安宁笑嘻嘻地指着他们,“你们两个腻歪死了!”
唐微无奈地看着明显已经有些醉意的安宁,这姑娘是喝了多少杯了?她才没看着她一会儿她咋就喝上了?
她伸手刚想把安宁拉过来,安宁却尖叫了起来。没等唐微出声问她怎么回事,沈与执勾住她的腰就把她拉到了一旁,香槟塔在他们俩眼前轰然倒塌。
在金黄色液体混着反光的玻璃杯间,她看见了白安蕊躲着了唐徊的怀里,而已经走到了白安蕊身后的慕白停住了脚步。穆云染不知道什么时候走到了安宁的身边把她护住了。
五层高的香槟塔在短短几秒内变成了一地的碎玻璃、缓缓流动的液体和众人的惊呼。导致香槟塔倒塌的是一名服务员,她惊讶得挣大了嘴巴,她的面前停着一辆餐车,上面的正中央放置着一个生日蛋糕。
众人正打算围过来查看怎么回事,管家便立马安抚了大家的情绪,然后让人过来清理,又把那名肇事的服务员带走了,唐微看见那个服务员走前看了白安蕊一眼。

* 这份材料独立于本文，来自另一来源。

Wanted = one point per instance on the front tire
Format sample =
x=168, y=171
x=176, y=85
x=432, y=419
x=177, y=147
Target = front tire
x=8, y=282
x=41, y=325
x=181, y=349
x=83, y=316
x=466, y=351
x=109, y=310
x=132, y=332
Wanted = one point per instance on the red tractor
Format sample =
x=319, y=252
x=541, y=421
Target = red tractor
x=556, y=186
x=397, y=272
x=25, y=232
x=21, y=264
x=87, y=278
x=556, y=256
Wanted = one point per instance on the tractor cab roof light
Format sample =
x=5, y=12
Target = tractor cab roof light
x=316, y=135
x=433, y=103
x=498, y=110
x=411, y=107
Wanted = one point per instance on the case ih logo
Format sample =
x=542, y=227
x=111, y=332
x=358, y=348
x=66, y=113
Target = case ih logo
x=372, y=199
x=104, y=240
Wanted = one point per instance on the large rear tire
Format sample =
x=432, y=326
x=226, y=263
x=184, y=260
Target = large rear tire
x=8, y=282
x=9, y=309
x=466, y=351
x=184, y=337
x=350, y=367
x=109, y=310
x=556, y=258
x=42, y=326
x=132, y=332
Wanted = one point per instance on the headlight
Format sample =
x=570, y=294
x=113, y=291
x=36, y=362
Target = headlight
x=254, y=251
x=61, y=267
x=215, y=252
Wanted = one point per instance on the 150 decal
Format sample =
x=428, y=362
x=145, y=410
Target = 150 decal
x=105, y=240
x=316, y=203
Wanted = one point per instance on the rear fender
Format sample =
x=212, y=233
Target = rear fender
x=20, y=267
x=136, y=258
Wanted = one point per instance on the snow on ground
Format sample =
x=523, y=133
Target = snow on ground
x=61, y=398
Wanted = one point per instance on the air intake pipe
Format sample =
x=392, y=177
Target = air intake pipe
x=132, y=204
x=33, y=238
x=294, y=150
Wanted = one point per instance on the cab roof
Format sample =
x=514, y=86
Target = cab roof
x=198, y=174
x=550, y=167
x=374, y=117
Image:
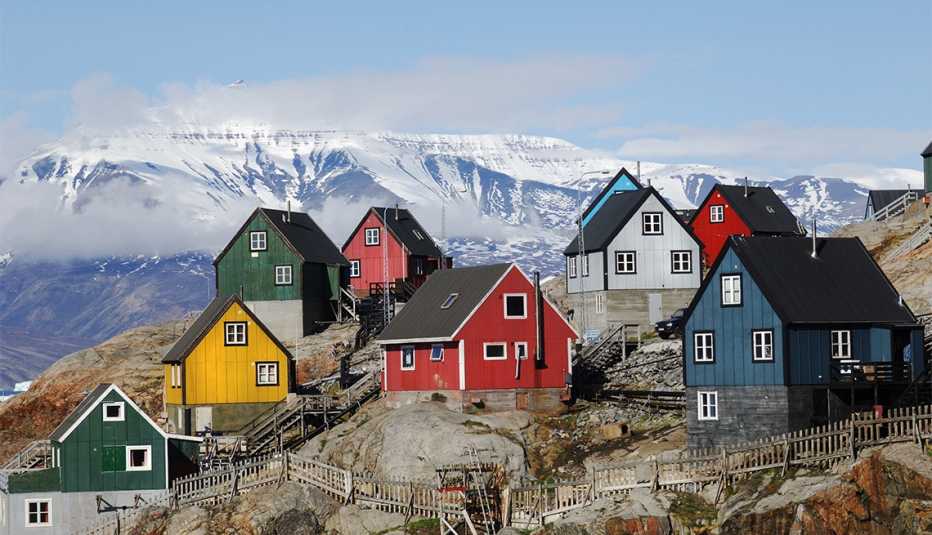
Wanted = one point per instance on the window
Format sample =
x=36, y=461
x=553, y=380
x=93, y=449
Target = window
x=716, y=213
x=763, y=345
x=407, y=357
x=282, y=275
x=448, y=302
x=731, y=290
x=841, y=344
x=708, y=405
x=625, y=262
x=138, y=458
x=257, y=241
x=682, y=261
x=235, y=333
x=704, y=347
x=494, y=351
x=38, y=513
x=266, y=374
x=652, y=223
x=515, y=306
x=521, y=350
x=113, y=412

香槟塔是在她的身后的,看来白安蕊是买通了那名服务员,让她将香槟塔撞倒。如果不是安宁看见了,如果不是沈与执反应够快,五层香槟塔,整整35个玻璃杯悉数砸到她身上会是什么后果,她想想都感到后怕。而且,站在她身边的人是沈与执,是白安蕊喜欢的沈与执,玻璃杯砸向她的话,沈与执不可能完好无损,白安蕊为了伤害她居然不惜牺牲沈与执。
她的心太狠了。她比沈与执都狠。
安宁从惊吓中回过神之后立马走向了唐微,唐徊也扶着白安蕊走向了唐微和沈与执。
安宁吓得眼泪在眼睛里打着转,抓着唐微的手一遍又一遍地说:“吓死我了……”
白安蕊躲在唐徊的怀里,整个身体都贴着他的胸口,脸色早已吓得惨白,泪水顺着娇美的脸蛋滑了下来,“阿徊,真是吓死我了,幸好与执拉开了微微!”
唐微冷冷地盯着白安蕊的脸,那张脸比一块爬满了蛆虫的腐肉更恶心。她挣开沈与执怀抱,没有再看任何人。
“我去个洗手间。”留下这一句话就在他们不解的视线中离开了。